Cédric Durand.- Le mécanisme qui se met en place ne peut pas, honnêtement, être qualifié d'«aide». Les versements à la Grèce ne visent pas à l'aider mais à sauver les banques françaises et allemandes d'un défaut grec. Celles-ci sont en effet lourdement exposées puisqu'elles détiennent ensemble près de 100 milliards d'euros de bons du trésor grecs. Et, de fait, un peu de la même façon qu'on parlait d'«aide» du Fonds monétaire international aux pays en développement dans les années 1980 et 1990, on retrouve aujourd'hui ce même FMI et l'Europe apportant une «aide» à des pays souffrant de problèmes de financement. Ce qu'il faut voir, c'est l'ampleur de la contrepartie demandée, c'est-à-dire un plan d'ajustement considérable qui est imposé au peuple grec, en terme de fiscalité, avec en particulier la hausse de la TVA, de baisse de salaire, d'allongement de l'âge de la retraite, etc. Ce «pack d'austérité» est le début de ce qui s'annonce dans toute l'Europe.

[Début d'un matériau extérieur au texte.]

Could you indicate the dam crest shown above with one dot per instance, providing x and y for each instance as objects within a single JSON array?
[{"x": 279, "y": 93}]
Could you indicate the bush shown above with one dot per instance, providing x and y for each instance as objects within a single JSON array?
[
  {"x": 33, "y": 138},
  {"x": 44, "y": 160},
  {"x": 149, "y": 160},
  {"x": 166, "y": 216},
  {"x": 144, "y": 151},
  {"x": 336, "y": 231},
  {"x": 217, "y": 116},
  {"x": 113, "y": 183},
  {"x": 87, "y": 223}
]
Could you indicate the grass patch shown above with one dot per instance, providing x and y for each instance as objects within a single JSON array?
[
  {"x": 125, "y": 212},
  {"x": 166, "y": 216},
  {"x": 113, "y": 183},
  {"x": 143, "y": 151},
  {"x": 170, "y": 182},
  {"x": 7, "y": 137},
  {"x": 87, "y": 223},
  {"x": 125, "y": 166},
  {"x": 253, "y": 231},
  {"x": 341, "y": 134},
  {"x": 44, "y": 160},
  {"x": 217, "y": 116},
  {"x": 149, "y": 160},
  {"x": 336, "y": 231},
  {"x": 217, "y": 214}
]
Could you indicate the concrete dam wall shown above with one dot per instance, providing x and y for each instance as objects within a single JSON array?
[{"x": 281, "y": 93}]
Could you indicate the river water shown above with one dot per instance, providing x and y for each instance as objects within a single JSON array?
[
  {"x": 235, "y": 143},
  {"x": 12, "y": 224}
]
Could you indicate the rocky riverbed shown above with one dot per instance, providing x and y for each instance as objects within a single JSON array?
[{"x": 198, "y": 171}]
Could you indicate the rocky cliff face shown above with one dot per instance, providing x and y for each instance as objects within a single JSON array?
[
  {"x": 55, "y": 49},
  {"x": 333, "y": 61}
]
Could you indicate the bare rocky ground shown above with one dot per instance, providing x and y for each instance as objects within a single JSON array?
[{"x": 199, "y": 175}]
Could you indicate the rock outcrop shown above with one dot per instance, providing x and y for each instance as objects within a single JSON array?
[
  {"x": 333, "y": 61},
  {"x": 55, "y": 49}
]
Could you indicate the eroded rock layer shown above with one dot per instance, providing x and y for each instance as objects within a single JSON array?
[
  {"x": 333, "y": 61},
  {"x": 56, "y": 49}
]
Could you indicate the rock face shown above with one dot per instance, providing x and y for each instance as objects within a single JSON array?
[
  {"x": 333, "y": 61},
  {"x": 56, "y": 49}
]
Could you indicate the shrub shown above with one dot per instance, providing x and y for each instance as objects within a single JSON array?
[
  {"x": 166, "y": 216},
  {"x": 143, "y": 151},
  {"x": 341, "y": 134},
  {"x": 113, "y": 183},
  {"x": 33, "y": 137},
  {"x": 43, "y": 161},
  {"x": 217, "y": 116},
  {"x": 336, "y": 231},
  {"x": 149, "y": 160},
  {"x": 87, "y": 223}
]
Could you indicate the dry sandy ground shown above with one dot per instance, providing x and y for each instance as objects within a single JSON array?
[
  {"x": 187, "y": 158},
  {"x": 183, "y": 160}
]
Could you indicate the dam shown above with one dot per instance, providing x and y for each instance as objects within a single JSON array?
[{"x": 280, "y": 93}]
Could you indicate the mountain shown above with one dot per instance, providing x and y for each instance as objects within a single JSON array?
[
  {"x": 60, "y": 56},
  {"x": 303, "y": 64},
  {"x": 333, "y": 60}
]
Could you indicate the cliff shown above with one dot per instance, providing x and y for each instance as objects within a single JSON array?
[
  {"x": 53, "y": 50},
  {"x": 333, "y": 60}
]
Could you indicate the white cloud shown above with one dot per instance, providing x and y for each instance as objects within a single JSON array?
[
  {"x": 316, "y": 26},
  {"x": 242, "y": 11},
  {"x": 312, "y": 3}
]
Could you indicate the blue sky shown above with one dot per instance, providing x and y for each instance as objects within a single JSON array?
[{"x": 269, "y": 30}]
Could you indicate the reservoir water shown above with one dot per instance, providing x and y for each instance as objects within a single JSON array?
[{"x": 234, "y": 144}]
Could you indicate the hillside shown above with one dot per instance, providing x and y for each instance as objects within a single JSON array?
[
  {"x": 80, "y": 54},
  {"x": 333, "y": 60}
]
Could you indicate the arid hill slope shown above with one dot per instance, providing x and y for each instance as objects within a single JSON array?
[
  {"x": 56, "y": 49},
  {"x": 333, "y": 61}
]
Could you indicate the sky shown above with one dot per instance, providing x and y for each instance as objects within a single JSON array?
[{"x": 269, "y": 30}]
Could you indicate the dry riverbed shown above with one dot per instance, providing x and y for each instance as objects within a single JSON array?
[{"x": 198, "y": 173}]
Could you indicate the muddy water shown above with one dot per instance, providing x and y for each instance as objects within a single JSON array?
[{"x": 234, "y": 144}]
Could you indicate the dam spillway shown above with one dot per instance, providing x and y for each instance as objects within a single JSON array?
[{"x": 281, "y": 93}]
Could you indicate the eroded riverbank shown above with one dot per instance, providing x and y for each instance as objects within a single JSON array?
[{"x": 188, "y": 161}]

Prenons un peu de champ, et envisageons la situation dans laquelle nous nous trouvons. Nous avons le choix entre affronter les marchés financiers en imposant un moratoire, une restructuration de la dette, etc., ou accepter les exigences des marchés et donc mettre en œuvre des politiques d'austérité pour assurer à tout prix la continuité du paiement de la dette.

Mais cette alternative n'en est pas une: en suivant la seconde option, on ne fait que précipiter les économies dans la dépression. Et ce qui nous arrive en Europe, c'est une spirale dans laquelle l'activité et la consommation vont se réduire, le chômage augmenter, et donc les recettes des Etats vont diminuer, et la dette des Etats ne sera pas remboursée.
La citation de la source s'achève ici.